EPISODE · Jan 31, 2022 · 7H 49M
Listen to Agincourt by Anne Curry
from Connect to Your Favorite Audiobooks with Easy Access · host Anne Curry
Please visit https://thebookvoice.com/podcasts/1/audiobook/562782 to listen full audiobooks. Title: Agincourt Author: Anne Curry Narrator: Anne Flosnik Format: Unabridged Audiobook Length: 7 hours 49 minutes Release date: January 31, 2022 Genres: Europe Publisher's Summary: Agincourt (1415) is an exceptionally famous battle, one that has generated a huge and enduring cultural legacy in the six hundred years since it was fought. Everybody thinks they know what the battle was about. But why and how has Agincourt come to mean so much, to so many? Why do so many people claim their ancestors served at the battle? Is the Agincourt of popular image the real Agincourt, or is our idea of the battle simply taken from Shakespeare's famous depiction of it? Written by the world's leading expert on the battle, this book shows just why it has occupied such a key place in English identity and history in the six centuries since it was fought, exploring a cultural legacy that stretches from bowmen to Beatles, via Shakespeare, Dickens, and the First World War. Anne Curry first sets the scene, illuminating how and why the battle was fought, as well as its significance in the wider history of the Hundred Years War. She then takes the Agincourt story through the centuries from 1415 to now, from the immediate, and sometimes surprising, responses to it on both sides of the Channel, through its reinvention by Shakespeare in King Henry V (1599), and the enduring influence of both the play and the film versions of it, especially the patriotic Laurence Olivier version of 1944, at the time of the D-Day landings in Normandy.
What this episode covers
Please visit https://thebookvoice.com/podcasts/1/audiobook/562782 to listen full audiobooks. Title: Agincourt Author: Anne Curry Narrator: Anne Flosnik Format: Unabridged Audiobook Length: 7 hours 49 minutes Release date: January 31, 2022 Genres: Europe Publisher's Summary: Agincourt (1415) is an exceptionally famous battle, one that has generated a huge and enduring cultural legacy in the six hundred years since it was fought.

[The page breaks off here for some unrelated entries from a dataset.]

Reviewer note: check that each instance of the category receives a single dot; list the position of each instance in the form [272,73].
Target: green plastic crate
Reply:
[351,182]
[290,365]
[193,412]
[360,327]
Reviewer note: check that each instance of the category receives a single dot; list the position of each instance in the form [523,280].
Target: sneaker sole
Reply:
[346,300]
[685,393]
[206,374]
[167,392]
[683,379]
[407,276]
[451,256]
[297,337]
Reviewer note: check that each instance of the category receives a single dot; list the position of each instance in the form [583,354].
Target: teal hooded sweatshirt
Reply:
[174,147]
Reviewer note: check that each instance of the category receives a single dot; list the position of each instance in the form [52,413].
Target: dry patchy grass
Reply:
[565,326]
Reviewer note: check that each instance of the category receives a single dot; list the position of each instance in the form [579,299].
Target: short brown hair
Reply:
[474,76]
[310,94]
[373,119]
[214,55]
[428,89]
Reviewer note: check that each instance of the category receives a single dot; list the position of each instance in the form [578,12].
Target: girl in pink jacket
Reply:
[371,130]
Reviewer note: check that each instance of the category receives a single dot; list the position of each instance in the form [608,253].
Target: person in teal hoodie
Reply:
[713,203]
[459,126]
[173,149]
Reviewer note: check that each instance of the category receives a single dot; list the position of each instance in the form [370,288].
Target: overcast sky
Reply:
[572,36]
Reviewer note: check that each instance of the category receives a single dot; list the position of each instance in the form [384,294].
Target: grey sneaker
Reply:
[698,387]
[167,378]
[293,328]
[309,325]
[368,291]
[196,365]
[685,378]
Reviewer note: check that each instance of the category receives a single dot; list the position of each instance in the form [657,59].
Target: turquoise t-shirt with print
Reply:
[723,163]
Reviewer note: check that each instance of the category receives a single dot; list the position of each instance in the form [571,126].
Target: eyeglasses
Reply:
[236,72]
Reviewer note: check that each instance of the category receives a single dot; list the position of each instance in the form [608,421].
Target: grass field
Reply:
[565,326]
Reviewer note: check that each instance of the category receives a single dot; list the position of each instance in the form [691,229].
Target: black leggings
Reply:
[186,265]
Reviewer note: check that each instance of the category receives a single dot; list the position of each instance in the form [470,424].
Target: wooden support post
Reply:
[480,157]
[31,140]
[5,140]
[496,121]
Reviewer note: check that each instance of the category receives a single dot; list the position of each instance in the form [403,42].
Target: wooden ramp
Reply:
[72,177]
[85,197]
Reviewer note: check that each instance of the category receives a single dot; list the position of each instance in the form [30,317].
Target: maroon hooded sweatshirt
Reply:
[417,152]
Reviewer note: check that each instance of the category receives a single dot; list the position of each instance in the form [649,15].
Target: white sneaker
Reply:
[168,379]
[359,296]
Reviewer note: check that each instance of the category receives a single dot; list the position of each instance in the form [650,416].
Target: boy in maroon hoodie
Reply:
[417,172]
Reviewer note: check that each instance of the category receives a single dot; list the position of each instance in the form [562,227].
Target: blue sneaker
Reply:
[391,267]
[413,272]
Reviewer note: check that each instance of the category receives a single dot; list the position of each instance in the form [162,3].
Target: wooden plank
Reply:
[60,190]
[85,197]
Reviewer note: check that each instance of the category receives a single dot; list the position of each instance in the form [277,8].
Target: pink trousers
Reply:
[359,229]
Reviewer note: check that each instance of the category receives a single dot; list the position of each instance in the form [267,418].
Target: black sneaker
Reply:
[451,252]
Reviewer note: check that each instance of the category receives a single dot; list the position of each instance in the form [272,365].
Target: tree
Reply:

Everybody thinks they know what the battle was about. But why and how has Agincourt come to mean so much, to so many? Why do so many people claim their ancestors served at the battle? Is the Agincourt of popular image the real Agincourt, or is our idea of the battle simply taken from Shakespeare's famous depiction of it? Written by the world's leading expert on the battle, this book shows just why it has occupied such a key place in English identity and history in the six centuries since it was fought, exploring a cultural legacy that stretches from bowmen to Beatles, via Shakespeare, Dickens, and the First World War. Anne Curry first sets the scene, illuminating how and why the battle was fought, as well as its significance in the wider history of the Hundred Years War. She then takes the Agincourt story through the centuries from 1415 to now, from the immediate, and sometimes surprising, responses to it on both sides of the Channel, through its reinvention by Shakespeare in King Henry V (1599), and the enduring influence of both the play and the film versions of it, especially the patriotic Laurence Olivier version of 1944, at the time of the D-Day landings in Normandy.